🤖 AI Summary
This study addresses the challenge of efficiently covering target regions with multiple robots in multi-task scenarios where sensing requirements are initially unknown. To tackle this problem, the authors propose a unified framework that employs federated multi-task coverage when sensing demands are known, and integrates online multi-task Gaussian process regression to learn the unknown demand functions and enable adaptive coverage control when they are not. The main contributions include formalizing a novel multi-task coverage problem, introducing a regret metric tailored to multi-task coverage, and proving that the proposed adaptive algorithm achieves sublinear cumulative regret. Theoretical analysis establishes the convergence of the algorithm, while numerical experiments demonstrate its effectiveness and superiority in multi-robot, multi-task coverage settings.
📝 Abstract
Coverage control is essential for the optimal deployment of agents to monitor or cover areas with sensory demands.
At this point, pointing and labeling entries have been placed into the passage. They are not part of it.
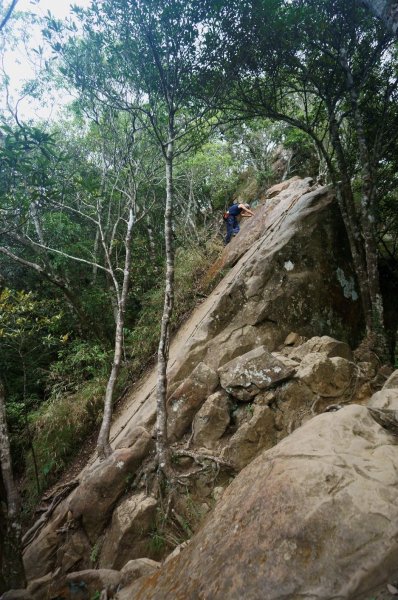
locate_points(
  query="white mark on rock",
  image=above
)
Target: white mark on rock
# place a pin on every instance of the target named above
(289, 266)
(348, 285)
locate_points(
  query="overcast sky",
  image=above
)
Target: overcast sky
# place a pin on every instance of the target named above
(20, 69)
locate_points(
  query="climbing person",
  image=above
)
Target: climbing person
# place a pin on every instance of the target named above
(231, 221)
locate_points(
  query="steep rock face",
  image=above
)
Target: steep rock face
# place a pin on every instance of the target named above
(292, 273)
(314, 517)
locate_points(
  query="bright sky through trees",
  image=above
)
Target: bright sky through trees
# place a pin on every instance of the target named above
(20, 62)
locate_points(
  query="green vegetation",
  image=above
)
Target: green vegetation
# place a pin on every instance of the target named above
(294, 90)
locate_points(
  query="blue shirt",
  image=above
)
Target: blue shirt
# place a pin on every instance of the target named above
(234, 210)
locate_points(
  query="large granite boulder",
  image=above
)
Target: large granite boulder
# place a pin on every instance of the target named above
(245, 376)
(211, 420)
(188, 398)
(92, 502)
(316, 517)
(291, 271)
(256, 434)
(126, 537)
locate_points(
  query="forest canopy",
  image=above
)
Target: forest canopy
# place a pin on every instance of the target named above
(110, 213)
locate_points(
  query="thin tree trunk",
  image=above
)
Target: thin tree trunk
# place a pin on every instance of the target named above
(27, 427)
(151, 238)
(162, 447)
(368, 216)
(103, 446)
(13, 569)
(346, 202)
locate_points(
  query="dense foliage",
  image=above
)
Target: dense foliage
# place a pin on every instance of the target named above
(231, 97)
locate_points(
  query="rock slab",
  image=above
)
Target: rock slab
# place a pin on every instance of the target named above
(316, 517)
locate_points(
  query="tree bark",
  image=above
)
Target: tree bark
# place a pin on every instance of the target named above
(13, 569)
(162, 447)
(368, 217)
(104, 448)
(346, 202)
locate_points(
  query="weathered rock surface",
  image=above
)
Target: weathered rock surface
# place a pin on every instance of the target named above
(90, 582)
(126, 537)
(392, 381)
(328, 377)
(211, 420)
(104, 484)
(245, 376)
(188, 398)
(314, 517)
(258, 433)
(16, 595)
(325, 345)
(137, 568)
(292, 273)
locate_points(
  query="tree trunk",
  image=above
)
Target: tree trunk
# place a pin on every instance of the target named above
(103, 445)
(346, 202)
(368, 219)
(162, 447)
(13, 569)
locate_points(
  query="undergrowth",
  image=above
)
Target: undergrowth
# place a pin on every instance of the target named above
(74, 411)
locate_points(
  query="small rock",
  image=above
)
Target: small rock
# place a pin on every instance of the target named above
(291, 339)
(392, 381)
(212, 420)
(324, 344)
(245, 376)
(137, 568)
(257, 434)
(217, 493)
(188, 398)
(126, 536)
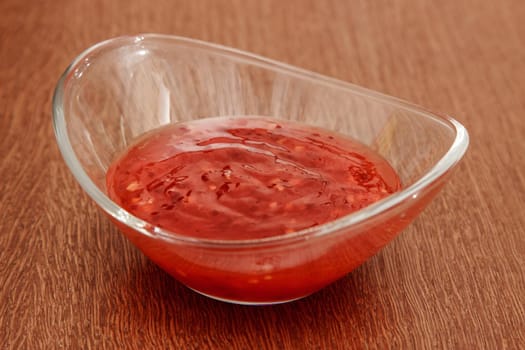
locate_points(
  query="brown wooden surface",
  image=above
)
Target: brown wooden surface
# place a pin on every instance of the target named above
(454, 279)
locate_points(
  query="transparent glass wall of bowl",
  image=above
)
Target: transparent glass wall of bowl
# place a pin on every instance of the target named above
(118, 92)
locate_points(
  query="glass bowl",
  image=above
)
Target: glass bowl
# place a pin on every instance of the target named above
(119, 89)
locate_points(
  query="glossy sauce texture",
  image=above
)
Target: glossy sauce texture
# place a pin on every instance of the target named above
(246, 177)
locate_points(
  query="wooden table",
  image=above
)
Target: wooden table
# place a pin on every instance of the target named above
(454, 279)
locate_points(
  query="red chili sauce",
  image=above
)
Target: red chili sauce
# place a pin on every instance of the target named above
(246, 178)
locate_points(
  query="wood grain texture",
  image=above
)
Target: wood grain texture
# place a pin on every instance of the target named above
(454, 279)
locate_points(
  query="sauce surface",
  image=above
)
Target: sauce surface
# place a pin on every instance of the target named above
(246, 178)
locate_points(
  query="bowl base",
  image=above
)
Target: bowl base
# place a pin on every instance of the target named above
(249, 303)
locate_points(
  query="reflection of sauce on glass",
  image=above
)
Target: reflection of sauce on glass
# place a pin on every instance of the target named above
(246, 178)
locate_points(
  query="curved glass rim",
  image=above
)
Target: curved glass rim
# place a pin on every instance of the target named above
(447, 162)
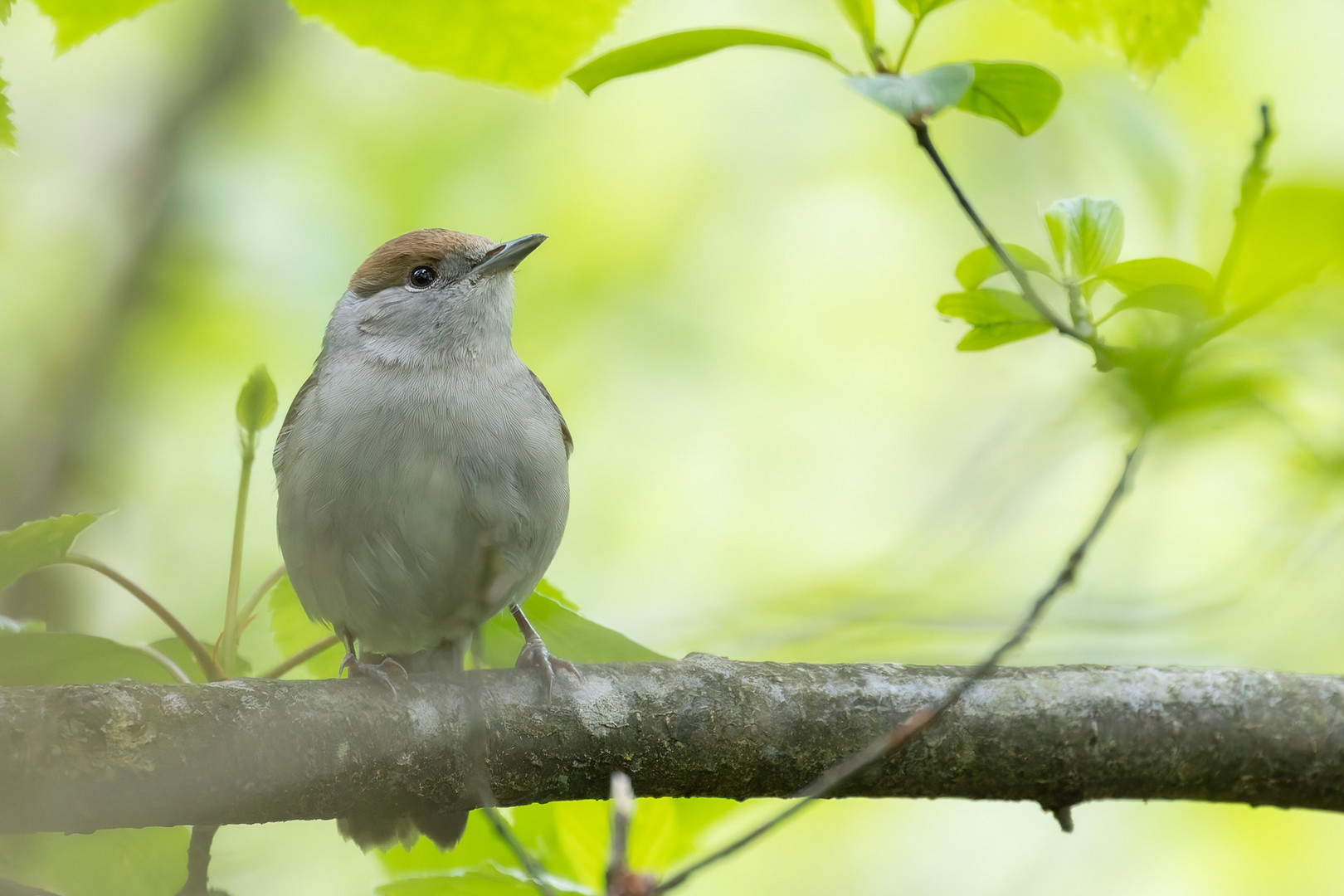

While traditional coverage involves single-task robots, increasing autonomy now enables multitask operations. This paper introduces a novel multitask coverage problem and addresses it for both the cases of known and unknown sensory demands. For known demands, we design a federated multitask coverage algorithm and establish its convergence properties. For unknown demands, we employ a multitask Gaussian Process (GP) framework to learn sensory demand functions and integrate it with the multitask coverage algorithm to develop an adaptive algorithm. We introduce a novel notion of multitask coverage regret that compares the performance of the adaptive algorithm against an oracle with prior knowledge of the demand functions. We establish that our algorithm achieves sublinear cumulative regret, and numerically illustrate its performance.